実際、この状況下で混乱していないヤツはほんの一握りだ。表面上はどうにか冷静を装って見せても、俺にはまだ実感がないのだ。
本当に俺たちは、この世界で死んだら現実でも死ぬのか?
「理解しろって言っても……無理に決まってんだろ、そんなの」
「……でしょうね。だけど、こうしてゲームからログアウトできないのも事実よ。――ジル、あんたも現実を見なさい」
「それは……分かってる。だからキースを動かせるか聞いたんだよ」
俺は頭を振ると、先ほどから考えていたことを告げる。
「俺としては、今すぐこの街を出たほうがいいと思う。ここはプレイヤーが多すぎるんだ」
レベル制のSAOではレベルが上がるだけで格段に死ににくくなる。そのうちにほかのプレイヤーたちも頭が冷えて、自身を強化するためにフィールドに出てモンスターを狩り始めるだろう。そうなると、街の周辺はあっという間に干上がってしまう。
そうなる前に、できるだけ先へ進まなければならない。
「最悪、キースを残してでも移動するよ」
「……本気なの?」
「本気。

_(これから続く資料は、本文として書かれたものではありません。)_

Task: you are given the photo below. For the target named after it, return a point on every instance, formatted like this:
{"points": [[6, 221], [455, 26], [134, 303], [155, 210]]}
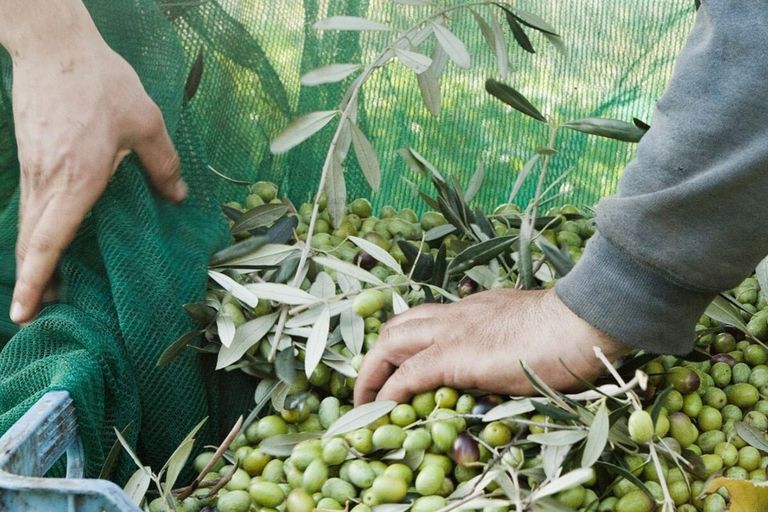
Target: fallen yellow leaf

だってそうしないと俺が死んじゃうじゃん?」
すると、リサが胸ぐらを掴み上げてきた。
「あんた、自分が言ってること分かってる? 友達放って自分だけ生き残ろうって言うの!?」
「仕方がないじゃんか!」
思わず、俺はリサの両手首を掴み返して叫んだ。
「俺は自分が生き残れるかだけで精一杯なの! 仲間殺したヤツのことなんて考えられるかッ!」
叫んだあとに、俺は酷い自己嫌悪に陥った。
このゲームがデスゲームだと発覚する直前、キースはモンスターにやられそうになった仲間の一人を面白半分で無視して見殺しにした。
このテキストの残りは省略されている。